Una collezione di citazioni retro, power pop fangoso e alcuni sporadici momenti di scintilla rock. Il ritorno di Bonnie Tyler si chiama The Best Is Yet To Come, ma non fa che ricordare che il meglio c’è invece già stato. Pur non essendo, anche solo per l’esecutrice, mai offensivo.

Come funziona per Bonnie Tyler The Best Is Yet To Come?

Se si riesce a superare l’inquietante caricatura di lei stessa che la raffigura sulla copertina, si scoprirà che Bonnie Tyler si è dedicata ben bene al suo ultimo lavoro The Best Is Yet To Come. Non abbastanza, però, per permettere al lavoro di superare la trappola in cui tendono a ricadere i grandi veterani della musica: adagiarsi sugli allori. E finire, come è successo proprio alla cantante di Total Eclipse Of The Heart, a basarsi solamente sul proprio status di star iconica per far funzionare un lavoro. 

Così si è mossa Bonnie Tyler, ed è di questo handicap che The Best Is Yet To Come soffre. Per buona parte della sua durata emerge come un pastiche di rock classico sicuramente piacevole, ma allo stesso tempo privo del bagliore dei lavori originali. Perché la Bonnie Tyler originale la conoscono tutti, e chi si avvicina a un suo nuovo album deve avere almeno un’infarinatura del genere. Non sente, ahilei, il bisogno di una sua versione nostalgica. 

Rock troppo pesante

Bisogna rendergliene sicuramente merito, non è un album orrendo. Non poteva esserlo, data la sua interprete. Bonnie Tyler non ha dimenticato i suoi punti di forza: la carica emotiva, cruda e diretta, e li incanala direttamente in The Best Is Yet To Come. La frustrazione e il rimorso che trasmette sono forse gli unici campi in cui la sua età matura rappresenta un vantaggio a livello vocale. Il tempo la arrochito la sua voce, l’ha fatta aspra e grezza e perfetta per esprimersi in “ringhiate” più dirette e forti, Tracce come Stuck To My Guns, che caricano un po’ il metronomo e lasciano che sia la melodia a guidare il fulcro della faccenda, rappresentano i punti più alti dell’album. 

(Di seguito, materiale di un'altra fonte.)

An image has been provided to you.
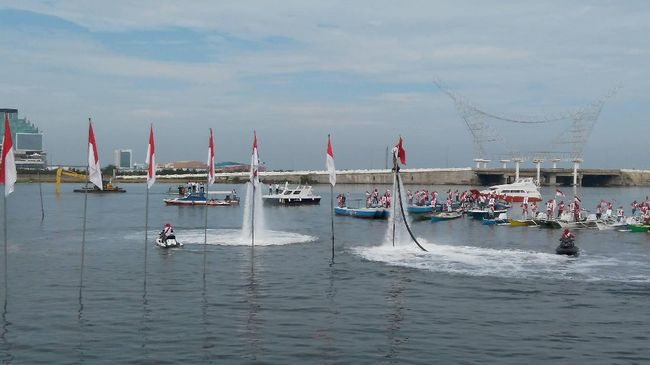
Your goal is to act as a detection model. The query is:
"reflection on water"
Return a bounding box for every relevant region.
[0,298,14,364]
[244,246,262,361]
[386,269,406,364]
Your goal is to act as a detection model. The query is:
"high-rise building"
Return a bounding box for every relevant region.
[0,108,47,169]
[113,150,133,169]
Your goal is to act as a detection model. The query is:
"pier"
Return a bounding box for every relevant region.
[112,167,650,187]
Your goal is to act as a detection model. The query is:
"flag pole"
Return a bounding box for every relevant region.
[79,159,90,290]
[144,176,149,292]
[2,189,9,302]
[203,173,210,281]
[37,170,45,221]
[330,184,334,264]
[251,182,255,246]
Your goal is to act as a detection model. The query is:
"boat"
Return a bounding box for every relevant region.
[482,213,509,226]
[555,239,580,256]
[556,210,598,229]
[406,202,460,214]
[596,217,640,231]
[466,208,507,219]
[163,190,239,206]
[471,177,542,203]
[262,183,321,205]
[431,210,463,222]
[156,235,183,248]
[334,207,389,219]
[72,180,126,194]
[508,218,537,227]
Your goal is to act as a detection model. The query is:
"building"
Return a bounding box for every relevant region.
[0,108,47,169]
[113,150,133,170]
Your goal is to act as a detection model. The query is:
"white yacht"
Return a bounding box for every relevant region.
[262,183,320,205]
[480,177,542,203]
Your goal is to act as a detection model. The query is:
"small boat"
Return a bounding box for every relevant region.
[262,183,321,205]
[334,207,389,219]
[555,239,580,256]
[406,202,460,214]
[483,213,509,226]
[627,224,650,232]
[156,235,183,248]
[471,177,542,203]
[72,181,126,194]
[466,209,507,219]
[508,218,537,227]
[596,217,640,231]
[431,210,463,222]
[163,190,239,206]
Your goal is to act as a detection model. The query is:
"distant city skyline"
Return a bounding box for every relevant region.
[0,0,650,170]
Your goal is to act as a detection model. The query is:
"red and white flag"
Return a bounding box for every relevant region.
[393,136,406,165]
[325,135,336,186]
[250,131,260,187]
[88,118,103,190]
[0,113,18,196]
[208,128,214,185]
[145,125,156,189]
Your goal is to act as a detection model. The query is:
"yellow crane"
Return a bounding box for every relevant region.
[56,167,86,194]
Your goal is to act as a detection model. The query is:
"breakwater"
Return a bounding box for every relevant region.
[111,167,650,186]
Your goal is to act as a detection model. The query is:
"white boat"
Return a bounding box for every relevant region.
[262,183,321,205]
[163,190,239,206]
[596,217,641,231]
[470,177,542,203]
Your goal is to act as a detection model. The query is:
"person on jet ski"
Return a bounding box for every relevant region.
[160,223,174,243]
[560,228,575,246]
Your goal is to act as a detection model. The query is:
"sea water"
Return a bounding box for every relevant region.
[0,183,650,364]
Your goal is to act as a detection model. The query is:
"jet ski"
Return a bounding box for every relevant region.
[555,239,580,256]
[156,234,183,248]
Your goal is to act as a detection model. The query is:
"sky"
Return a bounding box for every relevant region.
[0,0,650,170]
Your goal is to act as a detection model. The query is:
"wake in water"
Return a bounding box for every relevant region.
[352,240,650,282]
[126,229,318,246]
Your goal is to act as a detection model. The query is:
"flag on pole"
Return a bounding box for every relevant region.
[250,131,260,187]
[145,125,156,189]
[208,128,214,185]
[395,136,406,165]
[88,118,103,190]
[325,135,336,186]
[0,113,18,196]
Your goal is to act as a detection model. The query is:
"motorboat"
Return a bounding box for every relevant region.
[431,210,463,222]
[156,234,183,248]
[334,207,389,219]
[596,217,641,231]
[555,238,580,256]
[406,202,460,214]
[262,183,321,205]
[557,210,598,229]
[472,177,542,203]
[483,213,509,226]
[163,190,239,206]
[466,208,508,219]
[72,181,126,194]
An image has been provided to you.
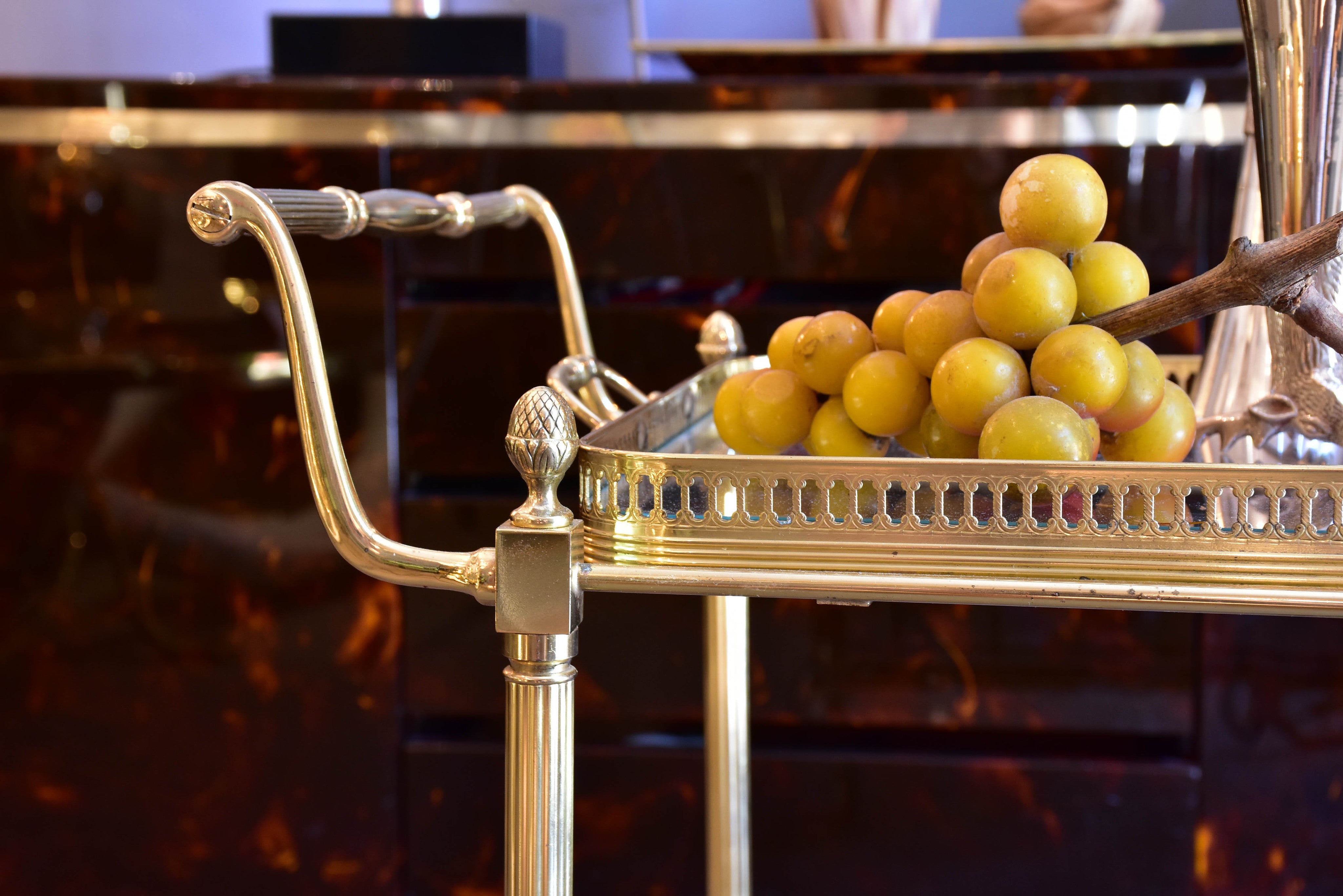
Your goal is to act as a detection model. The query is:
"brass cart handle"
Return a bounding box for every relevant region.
[187,180,620,421]
[187,181,495,605]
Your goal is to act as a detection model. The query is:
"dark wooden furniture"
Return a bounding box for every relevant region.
[0,58,1343,896]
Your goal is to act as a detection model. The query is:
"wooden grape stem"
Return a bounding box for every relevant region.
[1087,212,1343,353]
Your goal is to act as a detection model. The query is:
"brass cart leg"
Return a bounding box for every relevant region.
[704,595,751,896]
[504,634,577,896]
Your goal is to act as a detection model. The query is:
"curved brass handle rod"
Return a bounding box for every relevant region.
[504,184,623,421]
[258,184,622,421]
[187,180,494,603]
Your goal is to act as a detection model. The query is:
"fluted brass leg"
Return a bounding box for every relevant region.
[504,634,577,896]
[704,595,751,896]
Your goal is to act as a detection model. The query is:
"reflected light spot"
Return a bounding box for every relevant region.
[1115,104,1137,147]
[247,352,291,383]
[1203,106,1226,147]
[1156,102,1179,147]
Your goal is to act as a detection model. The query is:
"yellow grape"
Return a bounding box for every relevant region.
[905,289,983,376]
[1101,380,1194,464]
[1096,341,1166,432]
[960,232,1015,294]
[792,312,873,395]
[843,352,928,435]
[1073,242,1151,321]
[919,404,979,458]
[979,395,1092,461]
[975,249,1077,348]
[766,314,811,372]
[998,153,1109,257]
[896,427,929,457]
[925,336,1030,443]
[1082,416,1100,461]
[1030,324,1128,416]
[741,371,816,450]
[807,395,891,457]
[713,371,779,454]
[872,289,928,352]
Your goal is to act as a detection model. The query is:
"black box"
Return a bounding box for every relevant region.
[270,15,564,78]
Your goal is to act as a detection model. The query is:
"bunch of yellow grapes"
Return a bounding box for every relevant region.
[713,154,1194,462]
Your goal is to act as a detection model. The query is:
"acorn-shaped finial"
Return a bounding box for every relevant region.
[504,386,579,529]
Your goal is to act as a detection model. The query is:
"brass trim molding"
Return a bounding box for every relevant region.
[0,102,1245,149]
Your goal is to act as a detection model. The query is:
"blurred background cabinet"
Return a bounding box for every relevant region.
[0,44,1343,896]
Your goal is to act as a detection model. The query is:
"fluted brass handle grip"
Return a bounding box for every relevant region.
[187,180,620,421]
[187,181,495,603]
[248,187,529,239]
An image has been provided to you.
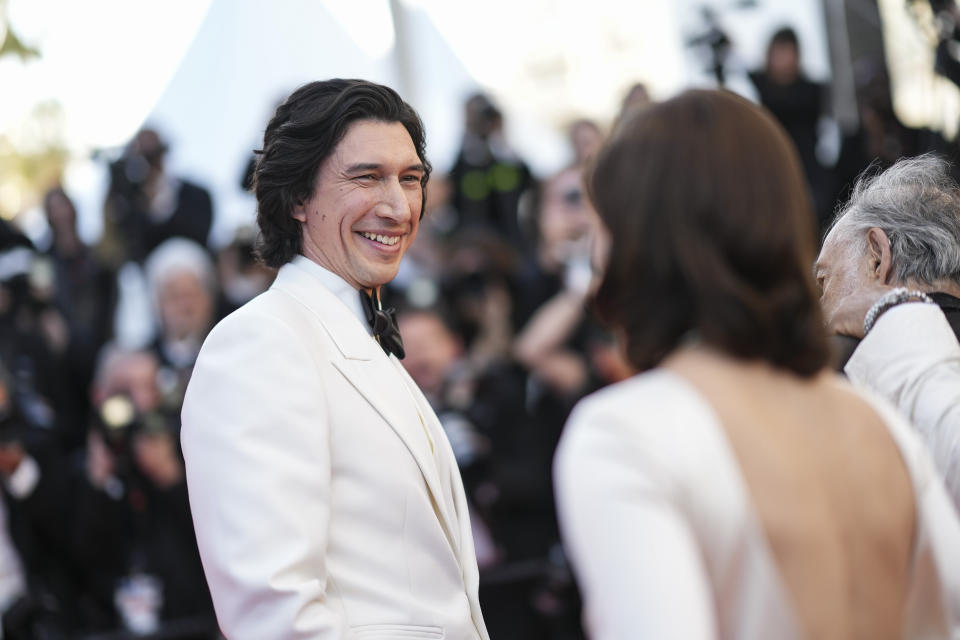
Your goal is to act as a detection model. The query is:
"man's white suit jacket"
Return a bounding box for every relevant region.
[181,256,487,640]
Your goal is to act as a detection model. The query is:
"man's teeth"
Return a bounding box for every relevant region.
[360,231,400,245]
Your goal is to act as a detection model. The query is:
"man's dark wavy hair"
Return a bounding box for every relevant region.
[253,78,430,268]
[588,90,829,376]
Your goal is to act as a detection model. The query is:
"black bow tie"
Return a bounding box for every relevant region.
[360,289,405,360]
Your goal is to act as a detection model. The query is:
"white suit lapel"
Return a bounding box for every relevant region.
[273,264,460,562]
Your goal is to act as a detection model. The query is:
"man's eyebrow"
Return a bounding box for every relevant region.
[345,162,383,173]
[345,162,426,173]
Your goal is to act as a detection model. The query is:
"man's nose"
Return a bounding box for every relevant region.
[377,179,410,221]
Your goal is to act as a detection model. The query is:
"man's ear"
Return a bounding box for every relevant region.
[867,227,893,284]
[291,200,307,222]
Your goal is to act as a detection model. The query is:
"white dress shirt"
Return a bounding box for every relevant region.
[844,303,960,510]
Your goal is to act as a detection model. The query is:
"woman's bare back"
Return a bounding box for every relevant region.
[664,348,916,640]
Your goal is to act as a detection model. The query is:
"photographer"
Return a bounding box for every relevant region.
[77,351,216,639]
[449,93,533,248]
[100,129,213,268]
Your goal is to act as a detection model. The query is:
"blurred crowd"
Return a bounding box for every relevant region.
[0,23,957,640]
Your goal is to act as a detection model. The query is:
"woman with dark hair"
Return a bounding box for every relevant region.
[555,91,960,640]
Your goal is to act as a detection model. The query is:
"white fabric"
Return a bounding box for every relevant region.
[0,484,25,624]
[844,303,960,510]
[182,258,487,640]
[554,371,960,640]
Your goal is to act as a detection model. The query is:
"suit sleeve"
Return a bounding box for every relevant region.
[181,314,346,640]
[844,303,960,506]
[554,404,716,640]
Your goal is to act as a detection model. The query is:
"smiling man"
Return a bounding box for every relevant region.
[182,80,487,640]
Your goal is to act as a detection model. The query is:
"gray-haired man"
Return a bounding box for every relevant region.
[814,155,960,507]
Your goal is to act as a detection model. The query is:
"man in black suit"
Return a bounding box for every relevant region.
[103,128,213,266]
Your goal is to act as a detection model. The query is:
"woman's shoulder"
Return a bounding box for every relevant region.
[557,369,712,476]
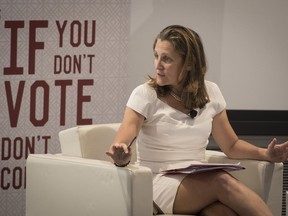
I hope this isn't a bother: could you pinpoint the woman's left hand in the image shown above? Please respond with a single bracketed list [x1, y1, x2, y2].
[267, 138, 288, 163]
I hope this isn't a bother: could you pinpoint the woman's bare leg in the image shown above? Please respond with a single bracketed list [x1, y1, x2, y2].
[199, 201, 238, 216]
[173, 171, 272, 216]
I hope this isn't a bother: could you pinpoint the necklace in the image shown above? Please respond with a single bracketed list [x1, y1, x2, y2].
[169, 91, 182, 102]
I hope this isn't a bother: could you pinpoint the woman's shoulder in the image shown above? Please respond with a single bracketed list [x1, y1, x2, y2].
[133, 82, 157, 98]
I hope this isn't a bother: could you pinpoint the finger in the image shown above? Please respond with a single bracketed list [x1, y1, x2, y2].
[105, 151, 113, 157]
[269, 138, 277, 149]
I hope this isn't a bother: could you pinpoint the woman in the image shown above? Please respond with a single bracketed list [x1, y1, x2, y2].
[107, 25, 288, 216]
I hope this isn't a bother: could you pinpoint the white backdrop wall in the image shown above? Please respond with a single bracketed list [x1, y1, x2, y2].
[128, 0, 288, 110]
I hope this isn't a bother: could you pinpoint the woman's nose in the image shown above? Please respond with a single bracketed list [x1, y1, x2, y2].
[155, 59, 163, 69]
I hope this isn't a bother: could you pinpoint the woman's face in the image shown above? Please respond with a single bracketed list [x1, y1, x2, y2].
[154, 39, 183, 89]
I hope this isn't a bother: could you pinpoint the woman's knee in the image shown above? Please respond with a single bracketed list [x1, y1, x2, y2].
[213, 172, 240, 193]
[200, 201, 238, 216]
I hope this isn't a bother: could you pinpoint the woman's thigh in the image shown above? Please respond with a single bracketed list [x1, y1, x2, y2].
[173, 171, 237, 214]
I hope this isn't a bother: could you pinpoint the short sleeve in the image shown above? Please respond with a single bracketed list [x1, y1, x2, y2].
[127, 83, 157, 118]
[206, 81, 226, 114]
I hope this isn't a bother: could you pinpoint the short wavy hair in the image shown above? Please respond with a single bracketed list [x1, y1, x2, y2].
[149, 25, 209, 109]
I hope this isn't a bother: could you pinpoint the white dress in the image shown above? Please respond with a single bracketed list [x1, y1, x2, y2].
[127, 81, 226, 213]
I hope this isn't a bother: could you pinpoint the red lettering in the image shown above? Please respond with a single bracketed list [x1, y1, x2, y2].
[12, 167, 23, 189]
[1, 137, 11, 160]
[1, 167, 10, 190]
[84, 20, 96, 47]
[70, 20, 81, 47]
[4, 21, 24, 75]
[77, 79, 94, 125]
[5, 81, 25, 127]
[55, 80, 72, 126]
[28, 20, 48, 74]
[30, 80, 49, 127]
[56, 20, 67, 47]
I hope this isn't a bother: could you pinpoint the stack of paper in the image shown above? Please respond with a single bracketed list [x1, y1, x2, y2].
[162, 163, 245, 174]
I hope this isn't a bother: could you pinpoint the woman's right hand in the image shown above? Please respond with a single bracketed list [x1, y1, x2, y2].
[106, 143, 131, 166]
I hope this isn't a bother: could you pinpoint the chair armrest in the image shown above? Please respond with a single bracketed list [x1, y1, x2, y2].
[206, 150, 283, 215]
[26, 154, 153, 216]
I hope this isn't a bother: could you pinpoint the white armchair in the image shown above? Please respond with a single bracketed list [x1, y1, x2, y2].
[26, 123, 283, 216]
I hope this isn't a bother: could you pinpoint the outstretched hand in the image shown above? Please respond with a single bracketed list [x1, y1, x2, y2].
[267, 138, 288, 163]
[106, 143, 131, 166]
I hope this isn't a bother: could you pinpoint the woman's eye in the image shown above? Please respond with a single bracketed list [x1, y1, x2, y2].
[154, 53, 158, 59]
[162, 56, 172, 63]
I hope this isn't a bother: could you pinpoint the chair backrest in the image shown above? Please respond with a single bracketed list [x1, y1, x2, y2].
[59, 123, 136, 163]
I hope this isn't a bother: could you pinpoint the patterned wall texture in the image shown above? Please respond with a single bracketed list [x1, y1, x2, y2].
[0, 0, 130, 216]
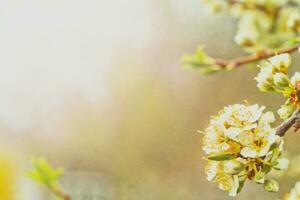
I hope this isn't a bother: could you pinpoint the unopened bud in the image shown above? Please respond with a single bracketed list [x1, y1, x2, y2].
[264, 179, 279, 192]
[273, 73, 290, 88]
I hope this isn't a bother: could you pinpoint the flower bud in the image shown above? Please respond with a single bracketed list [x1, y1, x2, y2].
[273, 158, 290, 171]
[264, 179, 279, 192]
[224, 160, 244, 174]
[277, 104, 294, 119]
[273, 73, 290, 88]
[291, 72, 300, 85]
[269, 53, 292, 72]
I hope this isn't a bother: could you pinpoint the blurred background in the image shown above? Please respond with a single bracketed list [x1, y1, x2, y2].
[0, 0, 300, 200]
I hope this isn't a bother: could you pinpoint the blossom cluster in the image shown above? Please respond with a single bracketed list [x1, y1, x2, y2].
[255, 53, 300, 119]
[203, 0, 300, 52]
[203, 104, 289, 196]
[283, 182, 300, 200]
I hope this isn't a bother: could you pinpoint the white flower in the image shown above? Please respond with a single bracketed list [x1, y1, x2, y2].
[273, 73, 290, 88]
[291, 72, 300, 85]
[273, 158, 290, 171]
[241, 147, 257, 158]
[203, 104, 288, 196]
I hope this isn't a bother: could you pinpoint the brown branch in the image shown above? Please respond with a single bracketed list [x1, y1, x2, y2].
[226, 0, 270, 13]
[213, 44, 300, 68]
[276, 110, 300, 137]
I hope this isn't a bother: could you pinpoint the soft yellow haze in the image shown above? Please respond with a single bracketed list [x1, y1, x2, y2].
[0, 0, 300, 200]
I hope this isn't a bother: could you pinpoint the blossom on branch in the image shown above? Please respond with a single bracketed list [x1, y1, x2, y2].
[203, 104, 289, 196]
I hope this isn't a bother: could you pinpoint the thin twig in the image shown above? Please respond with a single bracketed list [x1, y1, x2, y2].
[213, 44, 300, 68]
[276, 110, 300, 137]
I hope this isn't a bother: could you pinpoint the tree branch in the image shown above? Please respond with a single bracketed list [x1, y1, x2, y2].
[276, 110, 300, 137]
[212, 44, 300, 68]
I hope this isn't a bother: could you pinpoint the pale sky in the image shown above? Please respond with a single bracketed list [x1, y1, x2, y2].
[0, 0, 154, 130]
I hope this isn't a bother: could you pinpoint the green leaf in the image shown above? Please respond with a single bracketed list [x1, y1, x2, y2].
[181, 47, 222, 74]
[27, 158, 63, 188]
[207, 153, 236, 161]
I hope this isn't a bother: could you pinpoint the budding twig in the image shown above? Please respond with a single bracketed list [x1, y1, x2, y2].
[213, 44, 300, 68]
[276, 110, 300, 137]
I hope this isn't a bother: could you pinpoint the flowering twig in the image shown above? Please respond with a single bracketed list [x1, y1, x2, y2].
[212, 44, 300, 68]
[276, 110, 300, 137]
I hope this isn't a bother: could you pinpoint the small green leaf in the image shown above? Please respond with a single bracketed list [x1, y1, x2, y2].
[207, 153, 236, 161]
[27, 158, 63, 188]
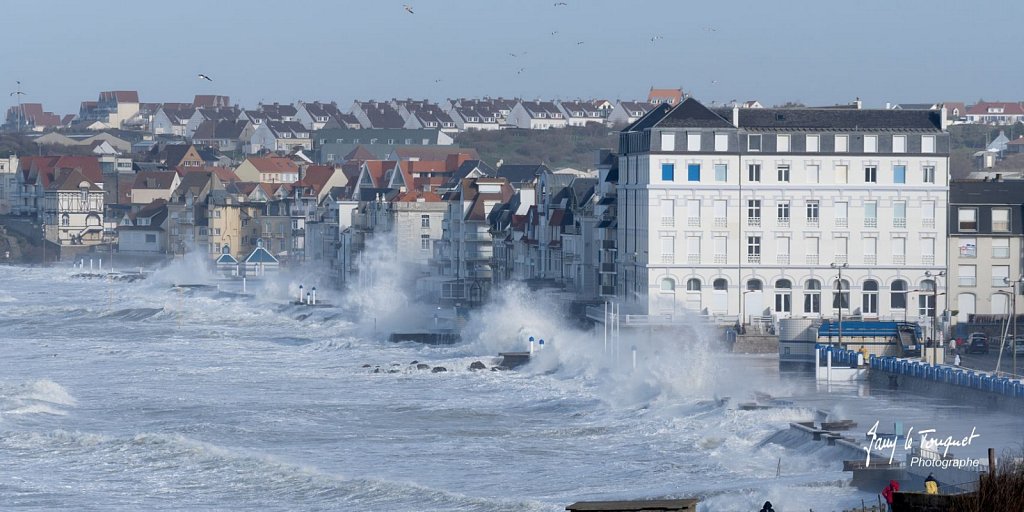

Il resto rimane soprattutto sospeso a metà, tra ballate soft-rock così pesanti da trascinarsi e la voce della Tyler che graffia contro il microfono con poca spontaneità. Veramente poco acuta, inoltre, la scelta di titolare Somebody’s Hero una delle tracce più dimenticabili e meno ispirate dell’album, qualcosa che andrebbe bene verso la fine di un album di Rachel Platten. I paragoni con l’iconica Holding Out For A Hero si sprecano, e non senza motivo. o anche solo con la traccia seguente, Call Me Thunder, una delle poche in cui il sacro fuoco del rock rimane acceso nell’artista.

Un regalo di compleanno di Bonnie Tyler a sé stessa e ai fan che ancora le vogliono bene, per i suoi settant’anni: questo è The Best Is Yet To Come. Sospeso in quello scomodo limbo tra Fetch The Bolt Cutters e il tentativo da solista di Steven Tyler, l’album accenna a sollevarsi da terra, ma non vola mai del tutto. Forse non dovrebbe, chissà.